La suave brisa del viento agitaba sus cabellos. Ella, que se encontraba en el borde del risco, parecía no temerle a las alturas, pues miraba con gran calma el horizonte. Se encontraba en un estado de trance, ensimismada por el rítmico y suave movimiento de las nubes. Sólo se podía escuchar suave el susurro del viento. Ella disfrutaba mucho esa calma, por eso todos los días iba al mismo lugar, a la misma hora: la puesta del sol.
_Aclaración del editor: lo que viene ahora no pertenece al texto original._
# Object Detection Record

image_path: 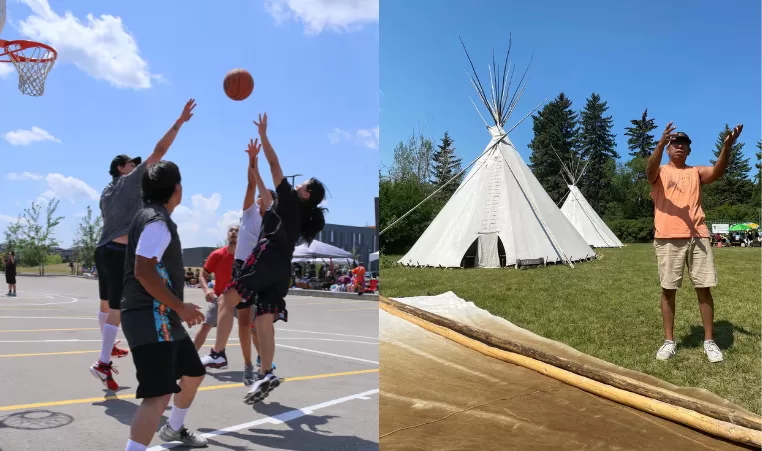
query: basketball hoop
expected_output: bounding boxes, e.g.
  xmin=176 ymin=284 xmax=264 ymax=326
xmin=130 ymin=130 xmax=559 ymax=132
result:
xmin=0 ymin=39 xmax=58 ymax=97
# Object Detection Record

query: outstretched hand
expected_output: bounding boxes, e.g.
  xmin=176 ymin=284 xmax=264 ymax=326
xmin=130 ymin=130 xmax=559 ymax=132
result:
xmin=253 ymin=113 xmax=267 ymax=136
xmin=180 ymin=99 xmax=196 ymax=122
xmin=659 ymin=122 xmax=677 ymax=146
xmin=246 ymin=138 xmax=262 ymax=160
xmin=725 ymin=124 xmax=743 ymax=146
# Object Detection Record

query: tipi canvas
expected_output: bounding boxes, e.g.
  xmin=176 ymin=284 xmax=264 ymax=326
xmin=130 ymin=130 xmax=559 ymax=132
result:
xmin=399 ymin=38 xmax=595 ymax=268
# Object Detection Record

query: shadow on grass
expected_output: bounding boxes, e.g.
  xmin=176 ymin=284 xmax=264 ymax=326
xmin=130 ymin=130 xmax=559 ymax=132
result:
xmin=680 ymin=320 xmax=762 ymax=350
xmin=199 ymin=402 xmax=378 ymax=451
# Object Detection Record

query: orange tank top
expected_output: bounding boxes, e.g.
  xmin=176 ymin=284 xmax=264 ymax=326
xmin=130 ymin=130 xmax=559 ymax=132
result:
xmin=651 ymin=164 xmax=709 ymax=238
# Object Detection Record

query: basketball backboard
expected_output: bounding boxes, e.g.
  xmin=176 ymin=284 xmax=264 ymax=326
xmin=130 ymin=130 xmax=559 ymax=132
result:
xmin=0 ymin=0 xmax=5 ymax=33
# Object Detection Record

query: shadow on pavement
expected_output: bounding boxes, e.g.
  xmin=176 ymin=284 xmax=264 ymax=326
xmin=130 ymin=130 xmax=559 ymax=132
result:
xmin=199 ymin=402 xmax=378 ymax=451
xmin=0 ymin=410 xmax=74 ymax=431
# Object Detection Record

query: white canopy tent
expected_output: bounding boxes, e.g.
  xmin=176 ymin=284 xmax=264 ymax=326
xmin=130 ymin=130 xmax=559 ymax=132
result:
xmin=399 ymin=38 xmax=595 ymax=268
xmin=293 ymin=240 xmax=353 ymax=260
xmin=556 ymin=155 xmax=624 ymax=248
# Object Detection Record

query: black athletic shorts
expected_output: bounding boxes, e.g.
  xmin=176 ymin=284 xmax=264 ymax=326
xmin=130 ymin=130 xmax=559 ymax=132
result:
xmin=226 ymin=241 xmax=291 ymax=321
xmin=95 ymin=241 xmax=127 ymax=310
xmin=131 ymin=337 xmax=206 ymax=399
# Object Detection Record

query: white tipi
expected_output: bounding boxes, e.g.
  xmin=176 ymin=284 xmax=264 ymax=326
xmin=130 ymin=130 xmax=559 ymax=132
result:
xmin=558 ymin=157 xmax=624 ymax=248
xmin=399 ymin=38 xmax=596 ymax=268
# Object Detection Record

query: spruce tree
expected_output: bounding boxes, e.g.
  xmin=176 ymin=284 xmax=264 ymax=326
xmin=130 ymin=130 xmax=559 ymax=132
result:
xmin=704 ymin=124 xmax=754 ymax=208
xmin=624 ymin=108 xmax=657 ymax=158
xmin=431 ymin=132 xmax=463 ymax=199
xmin=579 ymin=93 xmax=619 ymax=214
xmin=529 ymin=93 xmax=579 ymax=202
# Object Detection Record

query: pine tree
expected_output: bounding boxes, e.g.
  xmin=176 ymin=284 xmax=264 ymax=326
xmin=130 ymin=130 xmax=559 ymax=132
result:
xmin=624 ymin=108 xmax=657 ymax=159
xmin=529 ymin=93 xmax=579 ymax=202
xmin=431 ymin=132 xmax=463 ymax=199
xmin=579 ymin=93 xmax=619 ymax=214
xmin=704 ymin=124 xmax=754 ymax=208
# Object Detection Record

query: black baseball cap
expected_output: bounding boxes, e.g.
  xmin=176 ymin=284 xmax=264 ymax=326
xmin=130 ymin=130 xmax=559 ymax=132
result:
xmin=669 ymin=132 xmax=691 ymax=144
xmin=108 ymin=155 xmax=143 ymax=177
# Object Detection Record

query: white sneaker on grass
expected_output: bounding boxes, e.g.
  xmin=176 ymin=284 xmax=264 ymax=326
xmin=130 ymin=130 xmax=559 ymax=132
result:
xmin=704 ymin=340 xmax=723 ymax=363
xmin=656 ymin=340 xmax=675 ymax=360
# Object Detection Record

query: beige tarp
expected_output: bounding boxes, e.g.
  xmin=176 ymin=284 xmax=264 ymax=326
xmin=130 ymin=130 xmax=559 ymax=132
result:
xmin=379 ymin=293 xmax=753 ymax=451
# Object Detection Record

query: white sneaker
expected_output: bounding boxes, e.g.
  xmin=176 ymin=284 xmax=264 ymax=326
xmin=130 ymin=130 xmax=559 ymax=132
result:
xmin=704 ymin=340 xmax=723 ymax=363
xmin=656 ymin=340 xmax=675 ymax=360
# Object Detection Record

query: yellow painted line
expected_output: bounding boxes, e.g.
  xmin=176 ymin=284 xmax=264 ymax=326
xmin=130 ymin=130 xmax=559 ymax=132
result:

Sin que ella se diese cuenta, la observaban unos ojos curiosos: un pequeño niño que vivía cerca se había interesado por el extraño comportamiento diario de la joven, y quiso seguir su rutina escondido detrás de los árboles. Así todos los días sin falta, justo en la puesta del sol, iba tras ella, procurando no hacer ruido; él también admiraba aquella calma y no quería interrumpirla.
Pasaron días, semanas y meses, y la rutina continuó igual. Sin intercambio de miradas siquiera. Pero el chiquillo se moría de curiosidad por conocer al menos el nombre de la joven, y tan vez averiguar por qué todos los días venias al risco justo con la puesta del sol, a ver hacia el horizonte, como tratando ver algo que está mucho más allá de los límites.
Pero un día, que casualmente era gris y triste, que presagiaba cosas ominosas, el niño decidió romper el hielo. Mientras ella estaba en el risco admirando el horizonte, y dándole la cara al fuerte y furioso viento, el pequeño se acercó con pasos temblorosos e indecisos, con temor. Sin quererlo, pisó y rompió una rama bajo sus pies, la joven se sobresaltó asustada y dio un paso adelante.
Pero adelante no había nada.
Trató de gritar mientras caía, pero su voz fue tragada por el viento. Desde el borde del risco el niño observaba con horror como ella se precipitaba hacia el vació, hacia la muerte; y por fin pudo verle la cara: … era su madre.